Having criminally defied the Wood Supreme Court’s order to return the legitimately purchased landed and real-estate properties of the late Mr. Jake Obetsebi-Lamptey, the former Information Minister, with the equally criminal complicity of then-President John Evans Atta-Mills, Mr. Samuel Okudzeto-Ablakwa, the main opposition National Democratic Congress’ parliamentary representative for North-Tongu, in the Volta Region, may be living in a fool’s paradise and, in fact, be playing with a nuclear touch-button, as well, if he thinks for even a split-second that he can prevent the necessary and inevitable rectification of Ghana’s history by casually presuming that, somehow, Ghanaians who were of age at the birth of our country’s postcolonial history are too daft to fully appreciate the immutable fact that Ghana is neither the singular political handicraft of either Mr. Kwame Nkrumah, our country’s first postcolonial leader, or the Convention People’s Party (CPP) which the latter cofounded and led for some 17 years.
To be certain, the Public Holidays Amendment Act, which is currently before Ghana’s Parliament, could not have come at a more opportune moment. In fact, it is long overdue. Indeed, those of us who have studied the objective facts of Ghana’s history know August 4, 1947, and not June 12, 1949, as the fascistic likes of Mr. Okudzeto-Ablakwa would have the rest of us believe, marks the watershed moment of the first serious wave of agitation for the reassertion of Ghana’s sovereignty against British colonial rule. The 1956 United Nations-sponsored Plebiscite, which made the ancestors and parents of the North-Tongu NDC-MP bona fide Ghanaian citizens, was nearly a decade into the future. In sum, Mr. Okudzeto-Ablakwa would do himself and his followers great good to go back to the History Department of the Danquah-championed University of Ghana, Legon, or even the Kumasi-based Kwame Nkrumah University of Science and Technology, and humbly imbibe the true facts of Ghanaian history of the period leading up to our declaration of Independence in 1957.

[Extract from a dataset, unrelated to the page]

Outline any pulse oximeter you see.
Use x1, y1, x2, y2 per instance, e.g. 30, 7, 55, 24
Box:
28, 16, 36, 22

At any rate, the former Deputy Information and Education Minister spoke grossly out of turn on the issue of the proposal to make August 4 and January 7 statutory holidays. The latter date, of course, marks the Presidential Inauguration Day, whilst August 4 (Mankessim) marks the historically seismic founding of the United Gold Coast Convention (UGCC), the first serious attempt by the leaders and people of Ghana to clamor for the establishment of democratic governance. Mr. Okudzeto-Ablakwa grossly spoke out of turn because the North-Tongu NDC-MP is his party’s Spokesman on Foreign Affairs, not on Constitutional Affairs or Governance. This clearly goes to show how grossly disorganized or disarrayed the country’s main opposition political party may be. The fact of the matter is that whether he can mass up a coalition of one-million or five-million Ghanaians to protest this most laudable and rational attempt to rectify the deliberately distorted facts of Ghana’s history will not matter. Scholastic evidence cannot be eviscerated by threats of mob action.
And, by the way, Mr. Okudzeto-Ablakwa had better not criminally fall afoul of the law or he will have himself to blame in perpetuity. The restoration of Ghana to its real historical richness and greatness and epistemic truth and objectivity cannot be subjected to the politics of noetic self-infatuation. Whoever was the first to declare “Knowledge” as being synonymous with “Power,” had Mr. Okudzeto-Ablakwa in mind. It would be wasteful to say “A word to the wise…” because the North-Tongu MP is not known to appreciate proverbs and idiomatic expressions.